Abstract

We study the question of how to define, construct, and use obfuscators for probabilistic programs. We propose a notion that extends indistinguishability obfuscation to probabilistic circuits: It should be hard to distinguish between the obfuscations of any two circuits whose output distributions at each input are computationally indistinguishable, possibly in presence of some auxiliary input. We call the resulting notion probabilistic indistinguishability obfuscation (pIO). We define several variants of pIO, and study relations among them. Moreover, we give a construction of one of our variants, called X-pIO, from sub-exponentially hard indistinguishability obfuscation (for deterministic circuits) and one-way functions.

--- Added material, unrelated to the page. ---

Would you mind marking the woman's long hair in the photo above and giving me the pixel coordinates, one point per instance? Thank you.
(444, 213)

We then move on to show a number of applications of pIO. In particular, we first give a general and natural methodology to achieve fully homomorphic encryption (FHE) from variants of pIO and of semantically secure encryption schemes. In particular, one instantiation leads to FHE from any X-pIO obfuscator and any re-randomizable encryption scheme that’s slightly super-polynomially secure. We note that this constitutes the first construction of full-fledged FHE that does not rely on encryption with circular security.

Moreover, assuming sub-exponentially secure puncturable PRFs computable in NC1, sub-exponentially-secure indistinguishability obfuscation for (deterministic) NC1 circuits can be bootstrapped to obtain indistinguishability obfuscation for arbitrary (deterministic) poly-size circuits (previously such bootstrapping was known only assuming FHE with NC1 decryption algorithm).